# Mid Size Brewery



## Dr Bob (Dec 31, 2013)

I am looking for a kit building to represent a mid size brewery on my layout. I am modeling in HO scale and prefer plastic kits. I have looked at all the designated "brewery kits" and they are either too small or to large. I am willing to do some kit bashing/modifications if needed. I was wondering what kits others have used to represent such a brewery? 

Dr Bob


----------



## thedoc (Oct 15, 2015)

Dr Bob said:


> I am looking for a kit building to represent a mid size brewery on my layout. I am modeling in HO scale and prefer plastic kits. I have looked at all the designated "brewery kits" and they are either too small or to large. I am willing to do some kit bashing/modifications if needed. I was wondering what kits others have used to represent such a brewery?
> 
> Dr Bob



First you need to determine what kits match the architecture of the building you are trying to reproduce. Then if the kit building is too big, you cut it down. If it's too small, get several and combine them to create a building the size you need. 

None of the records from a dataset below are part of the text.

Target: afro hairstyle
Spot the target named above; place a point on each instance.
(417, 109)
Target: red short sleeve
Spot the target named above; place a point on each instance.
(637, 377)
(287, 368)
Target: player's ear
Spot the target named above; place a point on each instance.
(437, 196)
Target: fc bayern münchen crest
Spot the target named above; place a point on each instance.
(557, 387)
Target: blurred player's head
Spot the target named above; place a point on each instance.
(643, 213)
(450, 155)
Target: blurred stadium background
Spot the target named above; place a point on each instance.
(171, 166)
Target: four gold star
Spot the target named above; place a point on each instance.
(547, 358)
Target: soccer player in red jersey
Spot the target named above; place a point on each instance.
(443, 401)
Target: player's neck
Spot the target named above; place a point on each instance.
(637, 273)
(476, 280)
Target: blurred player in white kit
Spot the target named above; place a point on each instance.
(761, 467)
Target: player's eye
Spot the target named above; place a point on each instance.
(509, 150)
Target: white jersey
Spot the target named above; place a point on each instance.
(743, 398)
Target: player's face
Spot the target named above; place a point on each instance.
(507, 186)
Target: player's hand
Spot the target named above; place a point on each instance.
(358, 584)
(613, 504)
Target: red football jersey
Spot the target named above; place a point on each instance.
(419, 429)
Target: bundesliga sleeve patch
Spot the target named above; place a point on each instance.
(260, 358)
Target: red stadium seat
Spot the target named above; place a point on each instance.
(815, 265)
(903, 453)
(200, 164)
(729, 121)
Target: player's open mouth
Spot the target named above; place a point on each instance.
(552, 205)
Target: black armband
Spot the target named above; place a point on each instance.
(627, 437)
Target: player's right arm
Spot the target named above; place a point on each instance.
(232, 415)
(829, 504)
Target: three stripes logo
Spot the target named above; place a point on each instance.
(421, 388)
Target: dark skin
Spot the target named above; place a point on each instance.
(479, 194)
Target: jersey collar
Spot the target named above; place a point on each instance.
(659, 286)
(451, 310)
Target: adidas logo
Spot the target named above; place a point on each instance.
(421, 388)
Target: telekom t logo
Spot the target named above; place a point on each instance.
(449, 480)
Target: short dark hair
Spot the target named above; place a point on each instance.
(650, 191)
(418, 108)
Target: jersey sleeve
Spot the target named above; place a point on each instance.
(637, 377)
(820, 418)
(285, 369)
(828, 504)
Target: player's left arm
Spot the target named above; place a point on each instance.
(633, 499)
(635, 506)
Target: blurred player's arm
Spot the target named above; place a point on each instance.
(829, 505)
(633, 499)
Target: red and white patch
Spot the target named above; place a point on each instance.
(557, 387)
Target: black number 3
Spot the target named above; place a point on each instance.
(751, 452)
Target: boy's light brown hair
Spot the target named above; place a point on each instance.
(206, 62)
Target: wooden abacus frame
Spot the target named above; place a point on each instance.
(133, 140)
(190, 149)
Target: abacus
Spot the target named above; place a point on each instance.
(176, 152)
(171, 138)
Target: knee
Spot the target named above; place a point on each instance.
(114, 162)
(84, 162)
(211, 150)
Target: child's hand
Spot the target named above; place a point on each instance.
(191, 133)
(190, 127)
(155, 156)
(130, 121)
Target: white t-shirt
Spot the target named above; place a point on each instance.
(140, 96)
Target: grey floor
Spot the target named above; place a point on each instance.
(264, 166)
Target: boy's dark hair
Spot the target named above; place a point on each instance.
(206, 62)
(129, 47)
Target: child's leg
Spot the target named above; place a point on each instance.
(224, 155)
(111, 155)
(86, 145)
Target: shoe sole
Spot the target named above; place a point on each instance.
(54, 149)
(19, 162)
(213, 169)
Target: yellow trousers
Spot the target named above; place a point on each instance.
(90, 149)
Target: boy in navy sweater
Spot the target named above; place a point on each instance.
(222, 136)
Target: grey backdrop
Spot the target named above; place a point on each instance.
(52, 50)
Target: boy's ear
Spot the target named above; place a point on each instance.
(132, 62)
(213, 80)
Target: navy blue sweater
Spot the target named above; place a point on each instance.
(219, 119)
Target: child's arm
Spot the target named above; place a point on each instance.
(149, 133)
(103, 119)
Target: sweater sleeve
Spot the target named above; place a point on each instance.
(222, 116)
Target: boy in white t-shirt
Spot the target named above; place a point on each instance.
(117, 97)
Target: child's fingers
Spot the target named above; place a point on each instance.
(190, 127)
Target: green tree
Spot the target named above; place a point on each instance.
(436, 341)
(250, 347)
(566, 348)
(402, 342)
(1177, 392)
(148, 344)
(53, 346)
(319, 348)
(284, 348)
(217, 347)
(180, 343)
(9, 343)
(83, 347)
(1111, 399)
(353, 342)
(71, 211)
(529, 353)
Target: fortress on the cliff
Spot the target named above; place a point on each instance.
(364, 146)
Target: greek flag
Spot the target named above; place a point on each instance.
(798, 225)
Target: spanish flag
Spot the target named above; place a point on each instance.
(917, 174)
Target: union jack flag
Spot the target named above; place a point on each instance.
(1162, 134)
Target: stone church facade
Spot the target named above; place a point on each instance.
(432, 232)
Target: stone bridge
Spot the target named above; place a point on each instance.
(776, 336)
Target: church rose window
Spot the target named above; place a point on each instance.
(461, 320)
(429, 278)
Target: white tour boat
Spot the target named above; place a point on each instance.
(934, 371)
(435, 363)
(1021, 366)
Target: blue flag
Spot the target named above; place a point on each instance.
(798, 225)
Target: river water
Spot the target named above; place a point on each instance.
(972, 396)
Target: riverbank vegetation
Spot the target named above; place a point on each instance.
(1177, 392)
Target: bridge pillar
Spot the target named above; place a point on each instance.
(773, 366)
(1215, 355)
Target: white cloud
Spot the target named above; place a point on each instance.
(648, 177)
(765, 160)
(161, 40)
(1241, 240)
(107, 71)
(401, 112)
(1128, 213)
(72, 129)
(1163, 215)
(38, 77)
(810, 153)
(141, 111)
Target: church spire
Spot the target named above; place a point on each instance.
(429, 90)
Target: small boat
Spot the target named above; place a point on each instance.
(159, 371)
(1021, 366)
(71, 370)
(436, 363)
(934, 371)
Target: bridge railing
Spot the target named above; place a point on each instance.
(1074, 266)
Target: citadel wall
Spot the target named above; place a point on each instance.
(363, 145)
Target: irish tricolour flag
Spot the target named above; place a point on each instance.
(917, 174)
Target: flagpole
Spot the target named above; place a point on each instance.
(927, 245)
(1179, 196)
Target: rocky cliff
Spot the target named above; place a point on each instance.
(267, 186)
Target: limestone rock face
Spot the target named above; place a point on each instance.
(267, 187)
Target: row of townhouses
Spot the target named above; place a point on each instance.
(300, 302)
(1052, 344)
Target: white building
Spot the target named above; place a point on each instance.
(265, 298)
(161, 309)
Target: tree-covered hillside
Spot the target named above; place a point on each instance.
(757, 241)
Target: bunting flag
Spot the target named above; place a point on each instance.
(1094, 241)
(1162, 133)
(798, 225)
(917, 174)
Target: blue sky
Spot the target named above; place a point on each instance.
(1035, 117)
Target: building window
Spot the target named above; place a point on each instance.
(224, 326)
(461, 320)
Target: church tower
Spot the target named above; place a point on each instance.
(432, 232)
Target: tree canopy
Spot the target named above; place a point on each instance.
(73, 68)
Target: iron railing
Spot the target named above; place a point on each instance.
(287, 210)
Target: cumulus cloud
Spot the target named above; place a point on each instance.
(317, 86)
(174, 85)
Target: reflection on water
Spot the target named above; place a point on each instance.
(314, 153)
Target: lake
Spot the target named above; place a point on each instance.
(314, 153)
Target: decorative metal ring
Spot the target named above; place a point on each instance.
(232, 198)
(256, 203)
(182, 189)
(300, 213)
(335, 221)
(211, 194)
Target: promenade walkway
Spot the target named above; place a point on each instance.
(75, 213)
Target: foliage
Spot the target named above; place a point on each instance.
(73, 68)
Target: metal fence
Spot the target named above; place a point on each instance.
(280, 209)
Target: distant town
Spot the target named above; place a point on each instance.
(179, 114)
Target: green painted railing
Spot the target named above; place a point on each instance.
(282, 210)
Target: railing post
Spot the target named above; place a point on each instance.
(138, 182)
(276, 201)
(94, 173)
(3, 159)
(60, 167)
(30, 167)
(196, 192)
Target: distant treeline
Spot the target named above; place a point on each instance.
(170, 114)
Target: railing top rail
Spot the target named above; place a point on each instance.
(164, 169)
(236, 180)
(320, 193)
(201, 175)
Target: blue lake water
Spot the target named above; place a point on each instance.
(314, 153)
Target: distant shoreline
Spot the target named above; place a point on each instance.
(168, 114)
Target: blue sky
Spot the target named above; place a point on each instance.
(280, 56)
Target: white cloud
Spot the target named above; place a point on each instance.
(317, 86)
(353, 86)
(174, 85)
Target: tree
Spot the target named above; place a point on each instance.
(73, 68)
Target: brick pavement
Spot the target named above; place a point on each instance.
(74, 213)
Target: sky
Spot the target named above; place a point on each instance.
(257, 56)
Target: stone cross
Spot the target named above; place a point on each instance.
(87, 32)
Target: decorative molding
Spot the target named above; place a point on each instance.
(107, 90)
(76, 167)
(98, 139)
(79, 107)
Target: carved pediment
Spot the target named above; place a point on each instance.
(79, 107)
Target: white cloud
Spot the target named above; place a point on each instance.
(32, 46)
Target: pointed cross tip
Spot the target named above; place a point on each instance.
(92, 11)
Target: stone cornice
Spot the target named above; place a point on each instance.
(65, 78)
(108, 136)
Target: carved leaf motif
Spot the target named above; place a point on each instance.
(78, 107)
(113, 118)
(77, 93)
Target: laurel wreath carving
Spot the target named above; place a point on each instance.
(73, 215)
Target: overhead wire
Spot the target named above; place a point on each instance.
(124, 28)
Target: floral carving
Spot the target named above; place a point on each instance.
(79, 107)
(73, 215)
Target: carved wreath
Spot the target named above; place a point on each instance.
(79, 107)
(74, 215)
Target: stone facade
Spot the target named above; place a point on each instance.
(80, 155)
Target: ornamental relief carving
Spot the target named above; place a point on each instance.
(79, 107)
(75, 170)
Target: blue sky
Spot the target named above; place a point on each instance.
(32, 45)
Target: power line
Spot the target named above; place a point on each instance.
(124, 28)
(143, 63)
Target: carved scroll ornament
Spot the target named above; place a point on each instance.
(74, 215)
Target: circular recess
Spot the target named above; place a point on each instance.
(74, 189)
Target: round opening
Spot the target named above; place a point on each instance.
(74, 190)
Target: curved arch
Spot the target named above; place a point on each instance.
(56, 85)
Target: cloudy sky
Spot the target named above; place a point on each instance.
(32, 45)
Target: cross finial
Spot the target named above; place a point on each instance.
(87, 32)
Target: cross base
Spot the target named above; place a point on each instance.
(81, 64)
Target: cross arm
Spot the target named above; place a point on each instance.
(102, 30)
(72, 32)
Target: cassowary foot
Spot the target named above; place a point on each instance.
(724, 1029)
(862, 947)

I'm planning to build a replica of the Rockwood Brewing Co., but I'll be using design preservation sections to do it. It was a large brick building.


----------



## Dr Bob (Dec 31, 2013)

I have looked at the DPM kit for the Fedup shipping structure. It has a main building, shipping dock and railroad car unloading, all things I want in a mid size brewery. I have built DPM kits but not one of this size allowing customizing the modules to fit available space. Does these kits work well in building a custom structure?

Dr Bob


----------



## CTValleyRR (Jul 26, 2014)

Yes, the modulars work very well, and they're fairly customizable, even allowing you to blank out doors and windows where you don't want them. The Walthers modulars are also very good, with probably moee options, but I like the styling of the DPM one better.

Their prefab structures often have edge decoration whichmakes them a little tricky to kitbash, but I know many people who have gotten great results doing it.


----------